Let’s do this. Let’s talk to our parents and grandparents and aunts and neighbors and source the most loved achaar recipes, the most prized recipes we can find. Let’s all share them here with everyone. I will try each recipe and document them with videos and with detailed instructions so no desi has to forget the masterful art of pickling ever. And it is so important to remember our ways of cooking and eating at a time of growing food uncertainties and shortages.
- 1 green mango
- 3 tbsp salt
- 1 tsp turmeric
- 2 whole dry red chilies
- 1 tbsp cumin seeds
- 1 tbsp panch phoron
- 1 tbsp mustard
- 1 cup mustard oil
- 1/2 tsp asafoetida
- 1 tbsp sugar
- Cut the greenest mango you can find into bite-sized cubes. The one I found wasn't the greenest but it works. Reserve the mango pit for tok dal or mango dal.

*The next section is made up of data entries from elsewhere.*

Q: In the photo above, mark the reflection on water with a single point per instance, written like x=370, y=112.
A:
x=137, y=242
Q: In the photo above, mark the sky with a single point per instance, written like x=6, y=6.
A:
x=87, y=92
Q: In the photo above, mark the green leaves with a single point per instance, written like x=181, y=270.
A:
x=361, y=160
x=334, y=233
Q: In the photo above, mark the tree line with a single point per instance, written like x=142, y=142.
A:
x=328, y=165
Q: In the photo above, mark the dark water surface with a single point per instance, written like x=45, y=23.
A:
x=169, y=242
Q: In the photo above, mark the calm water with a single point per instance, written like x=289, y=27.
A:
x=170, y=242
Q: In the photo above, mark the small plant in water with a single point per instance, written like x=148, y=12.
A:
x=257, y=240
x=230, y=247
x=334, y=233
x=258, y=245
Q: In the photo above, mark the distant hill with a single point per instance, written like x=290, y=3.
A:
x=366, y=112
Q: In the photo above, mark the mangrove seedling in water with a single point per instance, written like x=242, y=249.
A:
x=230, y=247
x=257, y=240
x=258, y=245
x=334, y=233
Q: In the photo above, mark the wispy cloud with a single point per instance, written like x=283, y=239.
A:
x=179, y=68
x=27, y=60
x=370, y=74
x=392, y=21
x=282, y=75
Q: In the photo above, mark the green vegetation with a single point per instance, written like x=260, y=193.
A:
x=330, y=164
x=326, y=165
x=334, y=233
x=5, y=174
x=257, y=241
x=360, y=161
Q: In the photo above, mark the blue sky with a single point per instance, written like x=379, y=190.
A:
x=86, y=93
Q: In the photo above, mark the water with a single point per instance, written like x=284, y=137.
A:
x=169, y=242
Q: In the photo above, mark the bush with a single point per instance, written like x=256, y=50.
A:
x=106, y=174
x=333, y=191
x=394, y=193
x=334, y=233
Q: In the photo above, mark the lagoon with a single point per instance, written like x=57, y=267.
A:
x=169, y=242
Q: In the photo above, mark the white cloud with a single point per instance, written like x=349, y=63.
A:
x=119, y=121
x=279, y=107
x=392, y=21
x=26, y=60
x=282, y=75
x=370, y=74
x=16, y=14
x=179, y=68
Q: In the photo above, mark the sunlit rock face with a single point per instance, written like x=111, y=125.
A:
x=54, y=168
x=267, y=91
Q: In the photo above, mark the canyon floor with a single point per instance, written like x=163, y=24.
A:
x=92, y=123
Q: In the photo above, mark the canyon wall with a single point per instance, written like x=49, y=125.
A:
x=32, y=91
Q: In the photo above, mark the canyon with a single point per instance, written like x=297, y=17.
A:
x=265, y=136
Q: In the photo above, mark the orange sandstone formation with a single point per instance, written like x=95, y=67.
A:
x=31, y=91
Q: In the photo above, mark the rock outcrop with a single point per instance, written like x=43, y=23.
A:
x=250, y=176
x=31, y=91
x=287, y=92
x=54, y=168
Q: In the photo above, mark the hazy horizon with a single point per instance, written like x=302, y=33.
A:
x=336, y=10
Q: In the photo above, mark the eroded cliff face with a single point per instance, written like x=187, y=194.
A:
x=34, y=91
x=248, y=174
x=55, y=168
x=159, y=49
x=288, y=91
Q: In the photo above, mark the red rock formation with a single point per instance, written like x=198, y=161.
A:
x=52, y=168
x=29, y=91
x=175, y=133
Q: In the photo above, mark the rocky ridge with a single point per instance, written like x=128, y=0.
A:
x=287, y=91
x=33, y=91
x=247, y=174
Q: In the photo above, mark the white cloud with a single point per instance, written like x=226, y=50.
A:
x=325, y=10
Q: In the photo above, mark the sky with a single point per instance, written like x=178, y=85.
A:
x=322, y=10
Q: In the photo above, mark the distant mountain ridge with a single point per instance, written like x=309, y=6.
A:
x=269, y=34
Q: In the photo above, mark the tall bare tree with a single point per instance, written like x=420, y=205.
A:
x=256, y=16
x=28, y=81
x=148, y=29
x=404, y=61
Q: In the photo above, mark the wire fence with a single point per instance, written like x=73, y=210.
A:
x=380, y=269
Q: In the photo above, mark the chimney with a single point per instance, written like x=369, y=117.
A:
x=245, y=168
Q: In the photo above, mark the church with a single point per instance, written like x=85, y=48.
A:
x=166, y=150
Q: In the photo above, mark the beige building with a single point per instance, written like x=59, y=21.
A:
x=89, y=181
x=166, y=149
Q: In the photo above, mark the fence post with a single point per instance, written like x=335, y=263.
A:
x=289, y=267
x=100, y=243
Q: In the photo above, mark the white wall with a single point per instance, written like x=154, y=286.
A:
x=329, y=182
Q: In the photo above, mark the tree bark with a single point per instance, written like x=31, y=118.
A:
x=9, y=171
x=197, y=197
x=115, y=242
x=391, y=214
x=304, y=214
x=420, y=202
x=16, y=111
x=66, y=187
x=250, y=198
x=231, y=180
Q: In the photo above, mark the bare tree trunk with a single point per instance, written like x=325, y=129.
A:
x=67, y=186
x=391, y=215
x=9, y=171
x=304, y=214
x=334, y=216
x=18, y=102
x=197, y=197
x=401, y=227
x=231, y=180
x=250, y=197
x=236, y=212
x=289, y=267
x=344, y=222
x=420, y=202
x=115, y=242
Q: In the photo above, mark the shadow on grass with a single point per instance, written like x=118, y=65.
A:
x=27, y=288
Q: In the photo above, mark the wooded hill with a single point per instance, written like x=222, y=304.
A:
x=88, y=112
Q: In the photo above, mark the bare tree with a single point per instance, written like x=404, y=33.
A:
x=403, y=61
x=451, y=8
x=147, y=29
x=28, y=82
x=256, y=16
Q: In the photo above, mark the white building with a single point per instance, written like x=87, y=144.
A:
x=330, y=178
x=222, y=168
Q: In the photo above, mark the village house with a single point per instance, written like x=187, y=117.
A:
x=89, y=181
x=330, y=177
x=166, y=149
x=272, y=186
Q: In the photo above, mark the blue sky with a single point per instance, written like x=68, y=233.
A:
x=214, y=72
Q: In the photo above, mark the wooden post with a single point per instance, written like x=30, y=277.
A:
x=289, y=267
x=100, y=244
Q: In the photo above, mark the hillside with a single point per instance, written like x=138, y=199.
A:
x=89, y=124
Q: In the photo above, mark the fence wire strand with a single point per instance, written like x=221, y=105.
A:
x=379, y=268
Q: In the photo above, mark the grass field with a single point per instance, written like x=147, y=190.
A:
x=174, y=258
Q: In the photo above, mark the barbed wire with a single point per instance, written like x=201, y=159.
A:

- Sprinkle 1 tbsp salt and the turmeric on the cubed mangoes, rub and let sit in the sun for a day or two. You basically want the mangoes to be as dry as possible before making the pickle. Water is the enemy of food preservation. I don't get a lot of sun where I live, so I skipped this step. I will tell you what I did instead in the next steps.

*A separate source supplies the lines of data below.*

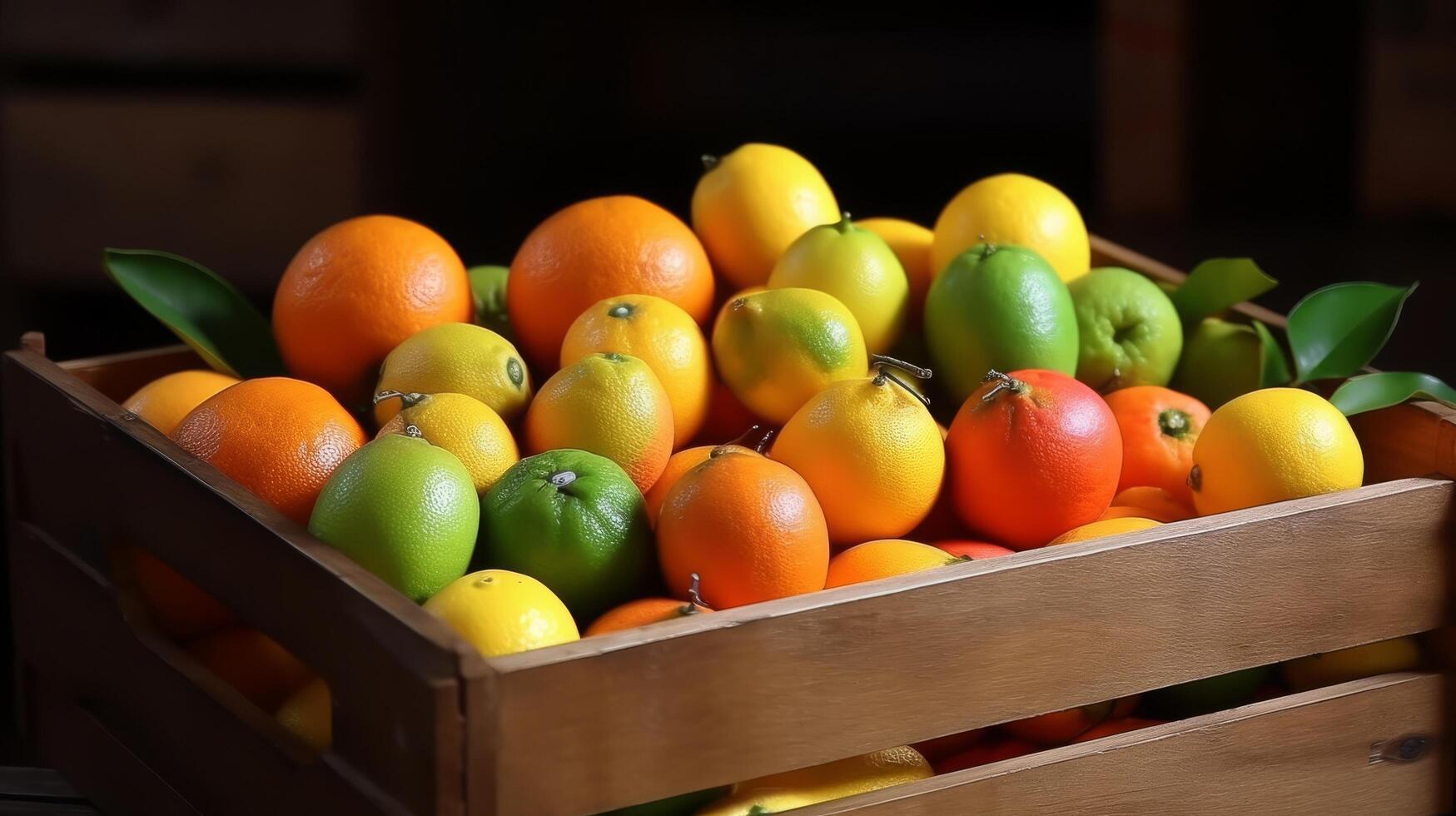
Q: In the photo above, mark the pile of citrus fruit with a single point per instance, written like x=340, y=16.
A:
x=644, y=419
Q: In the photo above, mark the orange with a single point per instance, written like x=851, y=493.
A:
x=748, y=525
x=661, y=336
x=1104, y=528
x=1160, y=429
x=355, y=291
x=1032, y=455
x=910, y=242
x=594, y=250
x=1150, y=503
x=165, y=401
x=252, y=664
x=178, y=606
x=278, y=437
x=882, y=559
x=610, y=406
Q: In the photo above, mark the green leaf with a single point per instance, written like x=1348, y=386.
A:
x=200, y=308
x=1216, y=285
x=1337, y=330
x=1273, y=367
x=1382, y=390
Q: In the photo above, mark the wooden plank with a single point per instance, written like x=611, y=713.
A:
x=1302, y=754
x=400, y=722
x=737, y=694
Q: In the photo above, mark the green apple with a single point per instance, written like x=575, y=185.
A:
x=1220, y=361
x=488, y=291
x=1127, y=330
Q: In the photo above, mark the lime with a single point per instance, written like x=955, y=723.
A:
x=997, y=308
x=404, y=510
x=575, y=522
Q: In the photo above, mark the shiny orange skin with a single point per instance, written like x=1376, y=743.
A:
x=641, y=612
x=357, y=291
x=252, y=664
x=1160, y=427
x=594, y=250
x=985, y=752
x=176, y=606
x=278, y=437
x=748, y=526
x=973, y=550
x=1032, y=460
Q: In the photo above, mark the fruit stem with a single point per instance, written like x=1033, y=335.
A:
x=406, y=400
x=1003, y=382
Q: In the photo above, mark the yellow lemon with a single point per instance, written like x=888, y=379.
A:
x=871, y=454
x=1397, y=654
x=1020, y=210
x=460, y=425
x=910, y=242
x=823, y=783
x=456, y=359
x=857, y=267
x=779, y=347
x=503, y=612
x=309, y=714
x=660, y=334
x=1273, y=445
x=752, y=204
x=1104, y=528
x=165, y=401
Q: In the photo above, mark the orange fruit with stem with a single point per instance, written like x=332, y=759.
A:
x=1160, y=429
x=602, y=248
x=750, y=526
x=357, y=291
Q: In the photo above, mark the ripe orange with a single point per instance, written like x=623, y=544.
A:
x=252, y=664
x=278, y=437
x=1160, y=429
x=610, y=406
x=882, y=559
x=748, y=525
x=1032, y=455
x=355, y=291
x=602, y=248
x=661, y=336
x=165, y=401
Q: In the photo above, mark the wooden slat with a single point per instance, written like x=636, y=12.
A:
x=743, y=693
x=1302, y=754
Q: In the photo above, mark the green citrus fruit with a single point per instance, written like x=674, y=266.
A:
x=404, y=510
x=488, y=291
x=1127, y=330
x=997, y=308
x=575, y=522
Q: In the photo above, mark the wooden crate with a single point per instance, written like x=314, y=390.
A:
x=424, y=724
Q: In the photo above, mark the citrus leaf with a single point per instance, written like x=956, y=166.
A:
x=1337, y=330
x=201, y=308
x=1273, y=367
x=1219, y=283
x=1382, y=390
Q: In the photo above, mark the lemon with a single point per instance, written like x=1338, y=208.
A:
x=857, y=267
x=460, y=425
x=503, y=612
x=309, y=716
x=871, y=454
x=823, y=783
x=1014, y=209
x=779, y=347
x=752, y=204
x=456, y=359
x=1273, y=445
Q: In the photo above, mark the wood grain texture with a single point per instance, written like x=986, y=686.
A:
x=1300, y=754
x=737, y=694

- Dry roast red chilies, cumin seeds, panch phoron, and mustard seeds and grind into a coarse powder.
- If you dry the mangoes in the sun first, heat all the mustard oil in a pan, temper with asafoetida, and then add the mangoes. If you don't have the option of drying mangoes in the sun first, heat half of the mustard oil in a pan. Temper with asafoetida, add marinated mangoes, and fry over high heat until the mangoes are slightly scorched. You want the mangoes to be touching the bottom of the heated pan to get that sear. You basically want to get as much moisture out from the mangoes as possible.
- Add the ground spices and give a good stir.
- Add sugar.
- Now add the remaining 2 tbsp salt. This may seem like a lot of salt for 1 mango, but remember salt is essential for pickling. Salt provides a suitable environment for lactic acid bacteria to grow, which gives the pickle the characteristic flavor and preserves the fruit. You want to taste the saltiness at this stage and add more salt if necessary.
- If you had added only half of the mustard oil in order to scorch the mango cubes, you want to add the remaining mustard oil now. Allow all the spices to cook for 1-2 more minutes before removing from heat.
- Once the mangoes have cooled down, transfer to a mason jar. It is important to store the pickle in a glass jar because glass is inert. There’s is no chemical interaction between the acidity of pickle brine and the container. Glass can be recycled by melting down into new jars without deterioration again and again.
- Let the jar sit in a part of the house that gets the most sun. This will keep for a year but should be ready to taste after a month or two.
- This recipe is for one mango but multiply/adjust the ingredients depending on how many mangoes you are pickling. You have to use your judgment, though. For example, you won't need two cups for mustard oil for 2 mangoes.